New math class with some new questions. I have defined number one, but I need feedback for number two, please.

Thanks in advance for the assistance.

1. What is a trinomial?
A = In algebra, a trinomial is a polynomial consisting of three terms or three monomials.

2. When factoring a trinomial by grouping, why is it necessary to write the trinomial in four terms? Provide an example.

2. here is trinomial with a 4th term
$x^2 - 3x + 4x -12$

$-3x + 4x\$ could be just $\ x$

now we can factor out x and 4 and get groups
we need the 4th term in order to do this.
$x(x-3) +4(x-3)$

now we can factor out $(x-3)$ and get
$

(x-3)(x+4)
$

however you can factor $x^2 +x -12$
directly without doing the grouping

hope this helps??

3. Bigwave,

Part of the question is "why is it necessary to write the trinomial in four terms?" Is there some rule that gives the answer to this? I don't know the answer to this part of the question.

Thanks again.

4. Originally Posted by dkpeppard
Bigwave,

Part of the question is "why is it necessary to write the trinomial in four terms?" Is there some rule that gives the answer to this? I don't know the answer to this part of the question.

Thanks again.
I don't think it is, certainly not in all cases.

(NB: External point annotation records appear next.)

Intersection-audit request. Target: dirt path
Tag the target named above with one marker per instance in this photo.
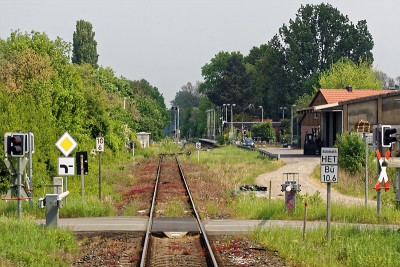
(296, 162)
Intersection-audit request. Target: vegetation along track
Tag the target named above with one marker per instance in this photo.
(178, 240)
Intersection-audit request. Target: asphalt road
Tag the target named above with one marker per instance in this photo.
(303, 165)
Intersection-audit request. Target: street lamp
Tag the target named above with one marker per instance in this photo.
(176, 121)
(291, 121)
(233, 105)
(224, 111)
(250, 106)
(283, 111)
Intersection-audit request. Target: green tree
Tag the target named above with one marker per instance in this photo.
(84, 45)
(290, 64)
(317, 38)
(226, 80)
(345, 72)
(188, 100)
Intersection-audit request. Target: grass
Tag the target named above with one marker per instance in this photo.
(218, 172)
(24, 243)
(251, 207)
(349, 246)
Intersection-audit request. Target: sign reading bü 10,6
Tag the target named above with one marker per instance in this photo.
(329, 165)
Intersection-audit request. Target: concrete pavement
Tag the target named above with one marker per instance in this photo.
(213, 227)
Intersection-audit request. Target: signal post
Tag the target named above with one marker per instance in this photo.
(18, 145)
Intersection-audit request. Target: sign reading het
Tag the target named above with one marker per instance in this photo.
(329, 168)
(100, 144)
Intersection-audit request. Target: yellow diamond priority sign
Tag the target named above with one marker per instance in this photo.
(66, 144)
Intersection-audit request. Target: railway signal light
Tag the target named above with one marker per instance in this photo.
(17, 145)
(387, 138)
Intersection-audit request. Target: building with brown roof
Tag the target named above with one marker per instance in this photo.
(333, 111)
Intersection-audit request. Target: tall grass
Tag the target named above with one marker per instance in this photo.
(252, 207)
(23, 243)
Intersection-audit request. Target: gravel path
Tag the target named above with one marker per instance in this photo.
(296, 162)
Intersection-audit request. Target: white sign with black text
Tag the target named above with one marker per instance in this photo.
(100, 144)
(329, 165)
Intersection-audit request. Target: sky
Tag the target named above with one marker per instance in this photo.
(166, 42)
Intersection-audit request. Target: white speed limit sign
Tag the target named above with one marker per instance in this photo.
(100, 144)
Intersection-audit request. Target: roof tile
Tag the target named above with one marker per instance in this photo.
(338, 95)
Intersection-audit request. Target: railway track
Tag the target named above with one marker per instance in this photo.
(179, 239)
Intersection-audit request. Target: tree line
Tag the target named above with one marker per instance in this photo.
(43, 91)
(319, 48)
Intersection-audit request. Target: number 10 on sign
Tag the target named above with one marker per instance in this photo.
(100, 144)
(329, 174)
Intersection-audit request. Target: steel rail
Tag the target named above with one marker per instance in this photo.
(150, 223)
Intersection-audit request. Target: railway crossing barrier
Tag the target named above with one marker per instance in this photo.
(52, 202)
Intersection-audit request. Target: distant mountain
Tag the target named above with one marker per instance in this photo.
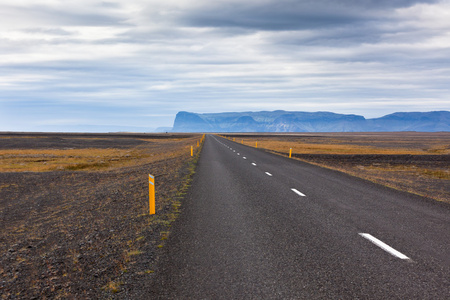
(294, 121)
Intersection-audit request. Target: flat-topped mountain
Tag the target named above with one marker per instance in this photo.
(294, 121)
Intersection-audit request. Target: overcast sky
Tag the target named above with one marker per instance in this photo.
(139, 62)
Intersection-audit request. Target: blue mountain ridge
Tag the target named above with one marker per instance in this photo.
(296, 121)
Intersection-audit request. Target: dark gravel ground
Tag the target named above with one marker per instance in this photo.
(425, 175)
(84, 235)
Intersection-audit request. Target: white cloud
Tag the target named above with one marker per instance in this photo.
(165, 56)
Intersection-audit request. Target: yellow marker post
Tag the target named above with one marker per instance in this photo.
(151, 201)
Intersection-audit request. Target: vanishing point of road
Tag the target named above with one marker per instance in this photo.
(260, 226)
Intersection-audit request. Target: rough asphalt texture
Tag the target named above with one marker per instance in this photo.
(246, 235)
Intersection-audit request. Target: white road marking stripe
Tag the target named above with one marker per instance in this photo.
(298, 193)
(383, 246)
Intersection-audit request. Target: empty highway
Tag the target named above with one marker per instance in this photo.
(260, 226)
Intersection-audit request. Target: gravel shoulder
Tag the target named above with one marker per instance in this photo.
(87, 234)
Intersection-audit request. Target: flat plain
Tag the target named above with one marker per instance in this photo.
(74, 210)
(416, 162)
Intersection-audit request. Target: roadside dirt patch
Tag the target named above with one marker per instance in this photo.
(81, 234)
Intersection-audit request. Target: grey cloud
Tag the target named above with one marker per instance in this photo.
(291, 15)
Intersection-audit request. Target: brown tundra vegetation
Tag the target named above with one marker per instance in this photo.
(416, 162)
(74, 210)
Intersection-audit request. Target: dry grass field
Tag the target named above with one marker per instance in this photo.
(410, 161)
(74, 210)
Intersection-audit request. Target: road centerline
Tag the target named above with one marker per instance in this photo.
(384, 246)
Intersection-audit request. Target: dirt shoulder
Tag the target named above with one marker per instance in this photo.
(415, 162)
(85, 234)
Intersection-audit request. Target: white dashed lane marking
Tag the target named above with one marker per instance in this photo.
(384, 246)
(298, 192)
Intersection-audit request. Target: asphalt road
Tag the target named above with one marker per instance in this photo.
(259, 226)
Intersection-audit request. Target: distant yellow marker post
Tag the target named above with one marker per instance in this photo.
(151, 201)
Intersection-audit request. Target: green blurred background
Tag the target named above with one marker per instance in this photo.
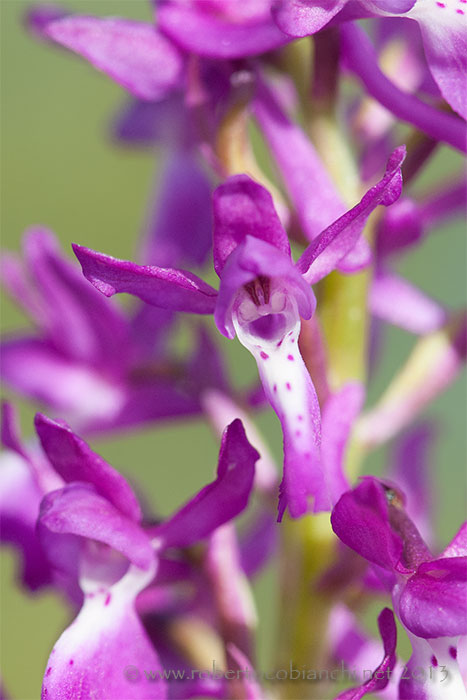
(61, 169)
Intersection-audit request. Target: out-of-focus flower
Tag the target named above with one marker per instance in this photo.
(442, 24)
(382, 674)
(261, 298)
(429, 594)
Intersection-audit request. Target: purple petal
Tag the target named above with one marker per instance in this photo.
(396, 301)
(458, 545)
(222, 410)
(170, 289)
(229, 588)
(37, 370)
(77, 320)
(362, 60)
(434, 600)
(258, 542)
(361, 520)
(208, 34)
(39, 16)
(444, 32)
(304, 17)
(326, 251)
(272, 339)
(78, 510)
(309, 185)
(10, 435)
(430, 665)
(221, 500)
(253, 259)
(339, 414)
(242, 207)
(179, 228)
(147, 401)
(132, 53)
(74, 460)
(20, 497)
(250, 688)
(381, 675)
(98, 653)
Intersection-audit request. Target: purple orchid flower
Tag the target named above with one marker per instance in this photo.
(261, 298)
(88, 361)
(97, 504)
(443, 28)
(429, 594)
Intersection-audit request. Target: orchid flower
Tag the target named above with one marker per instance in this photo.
(97, 504)
(261, 298)
(429, 593)
(442, 25)
(98, 367)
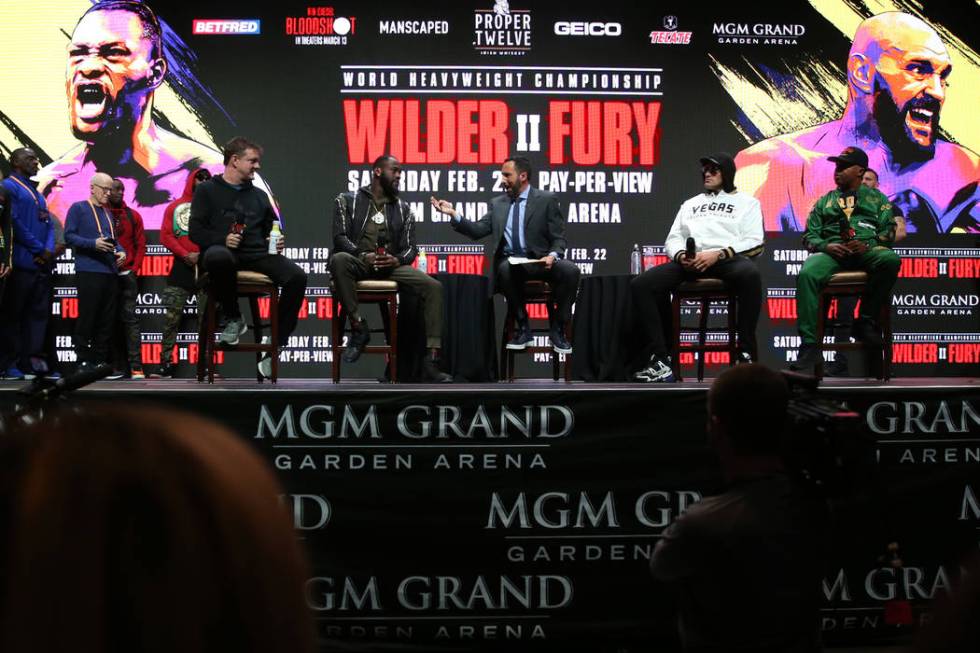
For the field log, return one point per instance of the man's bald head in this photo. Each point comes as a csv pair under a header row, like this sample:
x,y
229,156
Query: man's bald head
x,y
897,73
24,160
100,185
895,30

The only kind I can think of is when there is an unknown constant which is not a function of x. Namely something like

$x^2-2x+k-3 = 0$ which can be written as $x^2-2x+(k-3)$

5. i would agree certainly with this

but i think what the concern was about grouping in order to factor

but as mentioned it certainly is not necessary in all cases...

I see you point though

in many cases grouping doesn't need to be done at all

6. Originally Posted by e^(i*pi)
I don't think it is, certainly not in all cases.

The only kind I can think of is when there is an unknown constant which is not a function of x. Namely something like

$x^2-2x+k-3 = 0$ which can be written as $x^2-2x+(k-3)$
Thanks for your feedback and example.